We had a short, stilted chat about the death penalty (someone, after all, was ready to talk to me about that issue) and about the penal system. Then he talked to me enthusiastically about his colleagues who were determined to restore the dignity of jurisprudence, and the status of our profession in society. He also quizzed me on my views about the principle of elective judges and the possibility, in our society, of achieving the independence of the judiciary from the other organs of power.
I realised that he looked on me not so much as an academic as a moral authority. It gratified and even reassured me.
It struck me that there was a further dimension to our actions, one which I — as one brought up in the strictly utilitarian world of my father — had not so far perceived.
Then at last fate intervened, as I had earnestly hoped it would. The address on the envelope had been amended several times. The letter was from the President of Michigan University. He had apparently heard about my work from his friend Allan Nagel and learnt of my fate; he had also read some translations of some of my articles, particularly the study of capital punishment (after they had refused to print it I had actually sent that article, in a fit of defiance, to my learned colleague in Massachusetts) and he was both pleased and honoured, on behalf of the law school of his university, to offer me a visiting fellowship for the period of the next academic year. He was sure that my stay would be mutually beneficial and agreeable. The university would pay travelling expenses for myself and my family.
It took me several days before I decided to reply. I wrote that the invitation had come as a pleasant surprise and if I managed to obtain permission to travel — which would not be easy in view of my present situation — I would be happy to come with my family.
When I sent the letter that evening, I imagined myself standing somewhere on the shores of Lake Michigan. The mist was rising above that huge expanse of water and a light canoe manned by Indians was nearing the shore.
2
The town we were to live in was quiet and superficially resembled the world I had come from. Spread over a long range of hills either side of the River Huron (whose very name conjured up memories of my childhood reading), it even reminded me of my native city.
And indeed my life there was not too different from the life I had led while still employed in the institute. Three times a week, I would go into the university and attend lectures on American law (on the pavement of the bridge which I had to cross, someone had painted a huge hammer and sickle and the slogan: ALL POWER TO THE WORKERS) and spend some time in conversation with my colleagues. Occasionally I would visit the library. Most of the time I studied and wrote.

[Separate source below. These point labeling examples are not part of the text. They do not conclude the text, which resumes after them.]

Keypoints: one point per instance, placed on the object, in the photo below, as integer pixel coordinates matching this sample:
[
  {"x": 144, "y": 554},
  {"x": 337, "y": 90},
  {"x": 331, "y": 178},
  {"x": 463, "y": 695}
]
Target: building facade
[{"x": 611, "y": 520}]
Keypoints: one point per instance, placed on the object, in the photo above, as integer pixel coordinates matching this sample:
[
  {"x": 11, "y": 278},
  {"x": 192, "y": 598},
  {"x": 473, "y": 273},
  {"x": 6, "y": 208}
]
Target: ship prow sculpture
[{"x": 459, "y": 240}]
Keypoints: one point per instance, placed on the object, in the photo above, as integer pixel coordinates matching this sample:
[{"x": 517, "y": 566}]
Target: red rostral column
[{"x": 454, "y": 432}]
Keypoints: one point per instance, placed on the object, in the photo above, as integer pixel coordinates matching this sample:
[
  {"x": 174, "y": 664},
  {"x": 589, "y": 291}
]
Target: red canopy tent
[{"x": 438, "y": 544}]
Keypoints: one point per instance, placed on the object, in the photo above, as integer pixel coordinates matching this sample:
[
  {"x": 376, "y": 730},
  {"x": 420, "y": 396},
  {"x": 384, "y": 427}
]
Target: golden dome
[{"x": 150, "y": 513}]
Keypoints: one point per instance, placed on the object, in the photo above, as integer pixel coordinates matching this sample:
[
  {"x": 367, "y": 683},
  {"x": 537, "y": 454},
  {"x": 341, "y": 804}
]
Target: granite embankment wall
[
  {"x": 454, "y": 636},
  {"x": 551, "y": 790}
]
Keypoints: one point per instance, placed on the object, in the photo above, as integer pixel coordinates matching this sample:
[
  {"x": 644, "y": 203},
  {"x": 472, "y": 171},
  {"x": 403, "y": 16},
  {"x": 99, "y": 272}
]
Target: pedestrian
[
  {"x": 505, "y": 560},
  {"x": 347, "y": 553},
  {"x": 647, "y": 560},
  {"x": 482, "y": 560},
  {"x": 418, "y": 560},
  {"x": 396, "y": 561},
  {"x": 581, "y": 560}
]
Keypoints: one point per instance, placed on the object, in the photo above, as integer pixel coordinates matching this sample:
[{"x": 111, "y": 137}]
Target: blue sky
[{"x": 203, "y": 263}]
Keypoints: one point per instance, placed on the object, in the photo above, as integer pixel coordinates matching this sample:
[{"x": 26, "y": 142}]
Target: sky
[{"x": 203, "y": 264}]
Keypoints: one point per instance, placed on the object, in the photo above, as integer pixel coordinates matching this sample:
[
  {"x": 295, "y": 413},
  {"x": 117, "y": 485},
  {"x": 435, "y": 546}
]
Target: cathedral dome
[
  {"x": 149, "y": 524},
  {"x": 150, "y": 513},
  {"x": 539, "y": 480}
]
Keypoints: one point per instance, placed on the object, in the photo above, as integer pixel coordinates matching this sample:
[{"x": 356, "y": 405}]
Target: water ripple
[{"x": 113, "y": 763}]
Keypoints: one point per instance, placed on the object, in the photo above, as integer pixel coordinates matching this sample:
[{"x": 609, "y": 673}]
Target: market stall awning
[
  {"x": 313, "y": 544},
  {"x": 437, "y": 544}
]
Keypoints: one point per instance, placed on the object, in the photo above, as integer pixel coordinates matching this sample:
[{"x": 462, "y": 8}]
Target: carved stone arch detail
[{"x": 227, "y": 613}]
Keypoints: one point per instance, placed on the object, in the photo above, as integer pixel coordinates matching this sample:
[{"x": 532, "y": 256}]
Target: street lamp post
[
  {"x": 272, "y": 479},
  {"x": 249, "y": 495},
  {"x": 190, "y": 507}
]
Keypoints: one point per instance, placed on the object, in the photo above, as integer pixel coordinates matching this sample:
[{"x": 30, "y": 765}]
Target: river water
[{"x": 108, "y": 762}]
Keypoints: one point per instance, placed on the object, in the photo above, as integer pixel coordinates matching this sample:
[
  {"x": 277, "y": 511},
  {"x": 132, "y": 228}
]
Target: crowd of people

What was different from my home was the atmosphere in which I was suddenly able to live and work. I didn’t have to worry whether the topic I was studying was acceptable, whether the literature I was reading was admissible as a source, or whether the ideas that came to me could be voiced directly, or only hinted at, or were taboo.
It was there that I realised for the first time that lack of freedom harms people not only by blocking their path to knowledge and curtailing what they can say and where they can go, but also by damaging the very core of their being and enslaving them by switching their attention to themselves alone. I realised how much energy I had been wasting trying to express in a complicated way and through allusions something which people there didn’t even bother to express as they took it for granted. And all the effort I had lavished on finding authoritative quotations to validate the simplest of ideas. I had been obliged to study banalities and regurgitate them, and had I failed to do so I would have aroused suspicion and been excommunicated before anyone even had a chance to hear me. And it had been precisely in that desperate striving to slink around obstacles and deliver in public at least one sentence of my own, even though the words gradually lost their meaning on the way (sometimes totally), that I had finally started to lose myself.